Time and distance, be it geographical or emotional, have always been great assets to a songwriter. The ability to cease all activity, to step off the treadmill and get his/her shit straight, to let real life take precedence.

In a career that’s had its share of ups and downs, Chan Marshall has certainly had her reasons. The 6 years preceding her last album of original material, gave way to her second covers album Jukebox and several years of touring with her Delta Blues band, allowing Marshall to lend full weight to her love of blues and soul.

What’s clear from the outset is that Sun is not an ordinary Cat Power album. In what Marshall has called “a rebirth”, Sun balances itself with looped beats and samples against the stark piano and guitar ruminations of old. Here opener “Cherokee” and the title track become mid-90’s trip-hop fare that sound dated and more passable experiments that work than anything else. Having grown accustomed to Marshall’s more traditional means, Sun does lend weight to the “rebirth” claims.

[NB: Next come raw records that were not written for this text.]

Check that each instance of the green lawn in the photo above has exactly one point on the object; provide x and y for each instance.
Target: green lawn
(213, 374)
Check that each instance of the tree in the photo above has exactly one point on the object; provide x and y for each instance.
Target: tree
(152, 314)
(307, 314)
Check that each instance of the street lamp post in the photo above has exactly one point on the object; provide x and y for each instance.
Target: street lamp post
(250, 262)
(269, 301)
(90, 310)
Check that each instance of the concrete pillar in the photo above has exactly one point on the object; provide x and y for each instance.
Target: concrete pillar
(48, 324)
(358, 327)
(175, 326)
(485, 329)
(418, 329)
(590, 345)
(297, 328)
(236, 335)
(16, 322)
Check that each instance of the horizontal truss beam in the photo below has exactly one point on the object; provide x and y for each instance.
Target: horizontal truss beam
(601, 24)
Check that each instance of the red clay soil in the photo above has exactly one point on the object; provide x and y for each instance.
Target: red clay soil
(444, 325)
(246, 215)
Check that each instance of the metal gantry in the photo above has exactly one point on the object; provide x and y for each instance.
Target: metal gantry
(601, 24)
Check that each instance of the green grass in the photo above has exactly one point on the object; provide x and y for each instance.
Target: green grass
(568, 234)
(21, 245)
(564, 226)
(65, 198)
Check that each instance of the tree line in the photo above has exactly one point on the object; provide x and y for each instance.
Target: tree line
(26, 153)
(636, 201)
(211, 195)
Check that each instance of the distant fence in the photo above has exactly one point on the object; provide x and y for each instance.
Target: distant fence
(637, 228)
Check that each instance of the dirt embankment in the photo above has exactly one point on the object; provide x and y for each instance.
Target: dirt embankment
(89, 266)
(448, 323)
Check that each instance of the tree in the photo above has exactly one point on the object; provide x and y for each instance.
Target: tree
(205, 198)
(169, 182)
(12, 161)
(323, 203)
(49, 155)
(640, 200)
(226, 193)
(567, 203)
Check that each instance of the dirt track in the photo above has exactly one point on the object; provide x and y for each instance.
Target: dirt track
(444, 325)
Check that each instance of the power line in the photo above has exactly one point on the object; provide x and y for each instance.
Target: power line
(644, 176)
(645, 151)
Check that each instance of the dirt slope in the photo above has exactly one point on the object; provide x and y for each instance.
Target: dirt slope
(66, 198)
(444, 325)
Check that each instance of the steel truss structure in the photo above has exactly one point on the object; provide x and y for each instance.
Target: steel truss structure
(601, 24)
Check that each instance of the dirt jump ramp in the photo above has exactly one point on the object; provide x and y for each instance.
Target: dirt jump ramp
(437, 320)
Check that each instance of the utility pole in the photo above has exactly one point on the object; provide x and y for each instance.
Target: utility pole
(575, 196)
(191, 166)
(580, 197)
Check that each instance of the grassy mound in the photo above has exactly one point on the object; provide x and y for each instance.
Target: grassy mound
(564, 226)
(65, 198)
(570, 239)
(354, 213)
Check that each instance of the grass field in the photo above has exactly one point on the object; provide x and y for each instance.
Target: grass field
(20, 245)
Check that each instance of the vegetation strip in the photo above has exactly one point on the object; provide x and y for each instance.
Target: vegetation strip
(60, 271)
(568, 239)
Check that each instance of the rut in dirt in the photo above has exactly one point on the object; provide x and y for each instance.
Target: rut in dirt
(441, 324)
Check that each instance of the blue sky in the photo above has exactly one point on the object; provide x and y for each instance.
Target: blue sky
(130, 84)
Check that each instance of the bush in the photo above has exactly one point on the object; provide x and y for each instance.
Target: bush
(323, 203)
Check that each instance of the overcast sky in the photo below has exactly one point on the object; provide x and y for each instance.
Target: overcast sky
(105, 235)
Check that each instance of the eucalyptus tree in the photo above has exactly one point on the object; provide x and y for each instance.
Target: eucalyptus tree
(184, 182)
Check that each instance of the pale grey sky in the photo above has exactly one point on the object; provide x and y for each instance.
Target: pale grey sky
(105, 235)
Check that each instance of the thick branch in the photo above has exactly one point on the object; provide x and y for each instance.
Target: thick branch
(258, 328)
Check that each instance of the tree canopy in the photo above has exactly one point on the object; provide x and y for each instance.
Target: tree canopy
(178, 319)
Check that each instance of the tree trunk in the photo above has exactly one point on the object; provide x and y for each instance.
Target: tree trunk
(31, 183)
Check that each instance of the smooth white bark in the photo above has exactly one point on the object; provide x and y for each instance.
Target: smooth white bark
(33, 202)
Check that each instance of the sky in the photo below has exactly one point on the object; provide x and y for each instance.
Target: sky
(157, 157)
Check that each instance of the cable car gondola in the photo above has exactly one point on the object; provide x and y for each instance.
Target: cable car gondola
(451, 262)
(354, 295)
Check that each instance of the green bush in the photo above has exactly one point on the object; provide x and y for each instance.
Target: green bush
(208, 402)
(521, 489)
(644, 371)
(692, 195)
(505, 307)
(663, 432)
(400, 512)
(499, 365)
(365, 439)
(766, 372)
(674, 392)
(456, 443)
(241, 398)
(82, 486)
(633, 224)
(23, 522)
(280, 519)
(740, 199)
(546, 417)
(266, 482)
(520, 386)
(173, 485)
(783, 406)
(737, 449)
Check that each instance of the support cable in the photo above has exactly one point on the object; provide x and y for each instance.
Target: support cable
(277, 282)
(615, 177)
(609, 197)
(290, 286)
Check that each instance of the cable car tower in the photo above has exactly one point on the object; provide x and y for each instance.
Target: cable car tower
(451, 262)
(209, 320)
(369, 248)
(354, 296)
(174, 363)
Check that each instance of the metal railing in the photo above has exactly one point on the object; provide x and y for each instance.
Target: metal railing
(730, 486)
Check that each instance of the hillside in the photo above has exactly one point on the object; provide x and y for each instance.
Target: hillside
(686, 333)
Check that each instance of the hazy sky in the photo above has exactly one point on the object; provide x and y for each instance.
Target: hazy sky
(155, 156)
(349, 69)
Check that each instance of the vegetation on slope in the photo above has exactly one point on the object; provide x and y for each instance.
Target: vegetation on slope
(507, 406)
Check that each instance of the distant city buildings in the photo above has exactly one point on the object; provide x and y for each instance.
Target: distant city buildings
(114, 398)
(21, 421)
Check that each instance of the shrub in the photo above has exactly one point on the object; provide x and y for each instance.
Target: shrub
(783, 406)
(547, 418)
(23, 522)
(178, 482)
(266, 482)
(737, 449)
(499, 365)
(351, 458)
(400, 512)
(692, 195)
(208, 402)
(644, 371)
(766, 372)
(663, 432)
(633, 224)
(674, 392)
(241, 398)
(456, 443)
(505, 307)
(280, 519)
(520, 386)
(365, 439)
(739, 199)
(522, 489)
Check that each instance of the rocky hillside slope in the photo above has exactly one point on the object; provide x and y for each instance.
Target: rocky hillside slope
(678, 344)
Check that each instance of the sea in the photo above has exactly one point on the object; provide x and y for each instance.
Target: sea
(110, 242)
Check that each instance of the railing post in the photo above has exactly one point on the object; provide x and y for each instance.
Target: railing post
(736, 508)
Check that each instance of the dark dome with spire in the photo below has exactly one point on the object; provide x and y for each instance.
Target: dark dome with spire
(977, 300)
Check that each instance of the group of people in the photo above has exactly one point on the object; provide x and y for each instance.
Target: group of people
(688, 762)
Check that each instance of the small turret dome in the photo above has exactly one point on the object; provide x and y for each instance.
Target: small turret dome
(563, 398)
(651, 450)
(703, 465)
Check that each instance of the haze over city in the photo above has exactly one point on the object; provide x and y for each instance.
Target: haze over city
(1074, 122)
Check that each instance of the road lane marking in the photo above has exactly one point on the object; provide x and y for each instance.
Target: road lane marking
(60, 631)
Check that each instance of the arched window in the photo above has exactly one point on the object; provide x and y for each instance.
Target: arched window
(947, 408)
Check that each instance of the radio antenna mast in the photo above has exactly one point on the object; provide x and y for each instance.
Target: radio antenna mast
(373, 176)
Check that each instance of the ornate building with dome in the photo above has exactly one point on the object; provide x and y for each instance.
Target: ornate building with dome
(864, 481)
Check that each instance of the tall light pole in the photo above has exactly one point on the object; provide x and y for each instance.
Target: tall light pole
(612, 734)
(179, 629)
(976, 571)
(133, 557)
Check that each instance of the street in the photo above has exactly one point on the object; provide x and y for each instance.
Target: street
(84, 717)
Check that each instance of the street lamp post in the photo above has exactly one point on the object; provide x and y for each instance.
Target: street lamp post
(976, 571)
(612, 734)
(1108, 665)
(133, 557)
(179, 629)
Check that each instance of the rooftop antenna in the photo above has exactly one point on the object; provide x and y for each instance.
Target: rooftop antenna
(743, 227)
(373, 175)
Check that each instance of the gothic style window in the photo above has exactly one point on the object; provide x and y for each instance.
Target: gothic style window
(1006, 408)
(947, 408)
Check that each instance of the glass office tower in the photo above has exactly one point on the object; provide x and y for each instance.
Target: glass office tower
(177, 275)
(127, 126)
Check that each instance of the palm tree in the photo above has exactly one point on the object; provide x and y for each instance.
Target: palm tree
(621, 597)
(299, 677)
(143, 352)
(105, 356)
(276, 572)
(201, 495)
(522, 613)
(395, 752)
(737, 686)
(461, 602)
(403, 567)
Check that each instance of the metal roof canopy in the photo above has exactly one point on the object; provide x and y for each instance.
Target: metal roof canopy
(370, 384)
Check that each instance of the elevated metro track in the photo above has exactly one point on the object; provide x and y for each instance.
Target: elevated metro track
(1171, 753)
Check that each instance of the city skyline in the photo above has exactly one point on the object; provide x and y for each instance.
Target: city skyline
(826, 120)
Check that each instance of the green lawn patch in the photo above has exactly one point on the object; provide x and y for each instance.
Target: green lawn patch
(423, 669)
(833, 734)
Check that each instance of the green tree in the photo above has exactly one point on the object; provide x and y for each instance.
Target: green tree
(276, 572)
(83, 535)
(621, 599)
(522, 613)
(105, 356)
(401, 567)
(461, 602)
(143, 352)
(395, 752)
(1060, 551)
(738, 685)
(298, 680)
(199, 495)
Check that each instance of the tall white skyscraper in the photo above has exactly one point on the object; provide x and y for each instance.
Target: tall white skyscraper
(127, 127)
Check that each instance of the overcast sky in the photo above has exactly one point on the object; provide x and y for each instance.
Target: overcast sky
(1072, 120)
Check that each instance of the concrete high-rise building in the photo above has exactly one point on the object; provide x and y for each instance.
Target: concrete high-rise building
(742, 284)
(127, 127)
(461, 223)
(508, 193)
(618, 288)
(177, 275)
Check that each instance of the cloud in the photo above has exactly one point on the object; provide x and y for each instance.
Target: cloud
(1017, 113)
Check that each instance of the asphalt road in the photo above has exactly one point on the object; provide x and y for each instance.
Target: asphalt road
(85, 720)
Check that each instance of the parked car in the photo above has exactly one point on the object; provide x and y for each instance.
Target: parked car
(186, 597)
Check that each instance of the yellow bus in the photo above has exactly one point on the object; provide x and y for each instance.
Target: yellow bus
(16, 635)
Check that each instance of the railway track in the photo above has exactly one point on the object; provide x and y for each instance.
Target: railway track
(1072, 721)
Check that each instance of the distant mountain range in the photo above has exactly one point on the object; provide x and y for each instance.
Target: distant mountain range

Such comfortability in sound and songwriting is what claimed the first abortive attempt at recording the album with her Delta Blues Boys, with Marshall wiping the slate clean and taking a self-sufficient approach to the recording and production of the album. Only on the groove-laden rolling pianos of “Ruin”, do her old bandmates make an appearance to lend Sun one of its stand-out moments.

There are some who will frown on the more experimental side and warm to when Marshall keeps the instrumentation simple and allows her voice and words to take precedence. The straight-played serious call of “Human Being”‘ and its key lyric — “you got a right to scream when they don’t want you to speak” is one example where Marshall cuts to the heart of her message, and Sun is full of them.

It’s a record of redemption and spirit and spirituality and strength. Like on the Iggy Pop assisted word to the young, “Nothin’ But Time” and closer “Peace and Love”, where Marshall lays it all down, a rambling woman in excelsis — “peace and love is a famous generation/i’m in love but i’m in it to win it”. Sun makes for a convincing case.